– Я подниму эту трубку и сделаю короткий звонок. А через полчаса у меня не будет сына.

– Отец!

– Пожалуй, полчаса – слишком много с тебя. Ты уже не имеешь права называть меня отцом. Ступай в приемную на первом этаже и жди. Тебя заберут. Вещей можешь не собирать.

И, не глядя на бывшего теперь сына, он взялся за лапку телефона.

А мальчик не трогался с места. Мучнистая кожа щек и лба будто покрылась трещинами. Бархатный сюртук подергивался на плечах, выдавая бушующую внутри ярость.

Но под белесыми бровями было по-прежнему черно и пусто.

«Я понимаю, что это посягательство… – падали в трубку тяжелые слова. – Да, он уже ждет…»

Он развернулся и побрел к выходу.

Затворив за собой дверь, отвергнутый сын не стал спешить. В коридоре, где он сейчас стоял, лениво переливался сумрак, и лишь далеко справа мерцал бледно-желтый свет. Уродец двинулся в его сторону.

Немного странно было ступать по шелестящему ковру, зная, что это в последний раз. Еще страннее – видеть красные глаза слуг. Те прятались за базальтовыми колоннами, что ритмически прорезали стены через каждые тридцать шагов. Слуги высовывали раздвоенные языки, скребли когтями по камню. В прежние времена, стоило атеисту сделать движение в их сторону, как чернильные силуэты сжимались в комок. Но отныне он был отверженным, и красные огоньки на безносых лицах горели злобой и насмешкой.

– Безбожник! – шипели они, не осмеливаясь дотронуться до него.

Это его не обижало.

Коридор закончился, и мальчик очутился у широкой лестницы. С бордовой стены мертвенным взглядом смотрел светильник в виде кладбищенского нарцисса. Черные царапины расходились по лепесткам, и каждый из шести заканчивался крестом.

– Чушь, – произнес атеист и плюнул на ковер. Повернувшись к гербу спиной, он начал спускаться по черным ступеням.

Внизу он свернул направо и, пройдя через несколько комнат, оказался в приемной. Обыкновенно у высоких дверей стоял привратник, но в этот вечер его отпустили.

Здесь не принимали – ждали, и обстановка была простой: массивные скамьи, светильники-нарциссы. И еще клубилась, словно жидкое пламя, розовая кисея.
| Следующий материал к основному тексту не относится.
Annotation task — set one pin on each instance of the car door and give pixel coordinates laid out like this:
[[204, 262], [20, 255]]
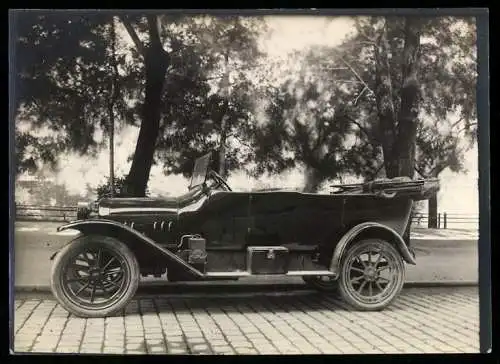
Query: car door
[[281, 218]]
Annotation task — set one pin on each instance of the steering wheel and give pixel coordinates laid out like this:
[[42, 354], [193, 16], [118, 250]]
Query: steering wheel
[[219, 180]]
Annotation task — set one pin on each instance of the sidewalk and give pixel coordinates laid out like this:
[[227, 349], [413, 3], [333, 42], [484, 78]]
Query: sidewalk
[[424, 320], [442, 257]]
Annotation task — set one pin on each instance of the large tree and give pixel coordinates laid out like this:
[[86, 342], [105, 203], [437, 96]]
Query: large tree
[[307, 126], [440, 145], [407, 69], [159, 80], [59, 84], [221, 119]]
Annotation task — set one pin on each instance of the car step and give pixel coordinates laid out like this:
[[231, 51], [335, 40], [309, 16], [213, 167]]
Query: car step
[[298, 273]]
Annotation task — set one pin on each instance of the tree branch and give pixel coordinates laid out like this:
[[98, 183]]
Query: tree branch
[[133, 35], [419, 171], [356, 74]]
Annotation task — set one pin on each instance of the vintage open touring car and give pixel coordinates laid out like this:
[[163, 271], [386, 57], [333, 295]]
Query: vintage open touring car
[[354, 241]]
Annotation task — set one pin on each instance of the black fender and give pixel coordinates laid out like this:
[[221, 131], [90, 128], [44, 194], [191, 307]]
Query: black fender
[[130, 237], [371, 229]]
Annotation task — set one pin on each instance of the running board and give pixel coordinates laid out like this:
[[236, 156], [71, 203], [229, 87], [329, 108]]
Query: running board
[[297, 273]]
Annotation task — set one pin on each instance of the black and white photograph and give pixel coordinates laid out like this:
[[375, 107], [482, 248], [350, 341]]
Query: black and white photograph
[[244, 183]]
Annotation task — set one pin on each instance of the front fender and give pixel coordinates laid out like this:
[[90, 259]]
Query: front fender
[[114, 228], [372, 229]]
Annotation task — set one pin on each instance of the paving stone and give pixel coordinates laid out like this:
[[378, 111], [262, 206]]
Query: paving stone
[[418, 322]]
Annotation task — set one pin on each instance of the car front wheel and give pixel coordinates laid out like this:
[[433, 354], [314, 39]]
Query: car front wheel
[[372, 274], [94, 276]]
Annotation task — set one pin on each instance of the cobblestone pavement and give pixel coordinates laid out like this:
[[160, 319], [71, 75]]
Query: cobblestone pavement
[[421, 320]]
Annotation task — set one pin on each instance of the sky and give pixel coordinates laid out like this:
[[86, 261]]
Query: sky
[[287, 33]]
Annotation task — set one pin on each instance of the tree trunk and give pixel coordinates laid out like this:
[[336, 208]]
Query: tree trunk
[[432, 213], [313, 180], [222, 148], [111, 150], [410, 98], [156, 62], [222, 122], [385, 104]]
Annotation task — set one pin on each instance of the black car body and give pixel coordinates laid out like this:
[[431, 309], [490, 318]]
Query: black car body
[[335, 241]]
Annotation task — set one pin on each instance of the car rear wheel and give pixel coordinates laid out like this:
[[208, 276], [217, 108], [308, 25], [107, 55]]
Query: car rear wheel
[[325, 284], [94, 276], [372, 274]]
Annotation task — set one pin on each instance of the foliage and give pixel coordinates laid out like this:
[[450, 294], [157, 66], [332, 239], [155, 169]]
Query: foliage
[[104, 189], [221, 113], [406, 70], [62, 81]]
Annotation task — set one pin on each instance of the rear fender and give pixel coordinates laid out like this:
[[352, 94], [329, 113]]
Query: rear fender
[[370, 230], [136, 241]]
В стенах гудели невидимые вентиляторы.

Мальчик сел поближе к дверям и уставился перед собой. Колыхание ткани вызывало тошноту. Порой щеки нежно касался розовый язычок; атеист машинальным движением смахивал его, и в искусственном огне было больше жизни, чем в этой костлявой руке.

Он догадывался, куда его повезут, и раздумывал, что будет там говорить. Идея атеизма возвышалась в сознании колоссальной башней, о которую разбивался любой страх, любое сомнение. Но в библиотеке он забыл о своей силе, и тем позорнее было это поражение. Теперь он изготовился драться.

Снаружи послышался шум мотора, а за ним – торопливый топот и скрип дверных петель. Уродец встал, когда его окликнули, и по обледенелому крыльцу заковылял к автомобилю. Металл отливал черным и золотым, но атеиста это заботило так же мало, как и шелест опавшей кисеи за спиной.

Машина тронулась. Мальчик сидел между двумя инквизиторами – фиолетовые капюшоны, белые кресты, – но обзора ему хватало. Все было как всегда: обветшалые особняки, угрюмые ограды, редкие прохожие – и всюду, всюду снег. Снег скрывал тротуары и налегал на фонари, душил деревья и пожирал крыши, облачал нагие статуи и наполнял пустые фонтаны.

Далеко вверху, за крапчатой белой пеленой, угадывался ледяной свод, а в восточном его углу – замороженное солнце.

Они проезжали мимо церквей. Было утро воскресенья, и у входных арок толпились понурые прихожане в серых плащах; чуть завидев автомобиль, они спешно отворачивались и обращали взоры к остроконечным фронтонам, где порой из-за снежной занавеси выступали строгие лики святых.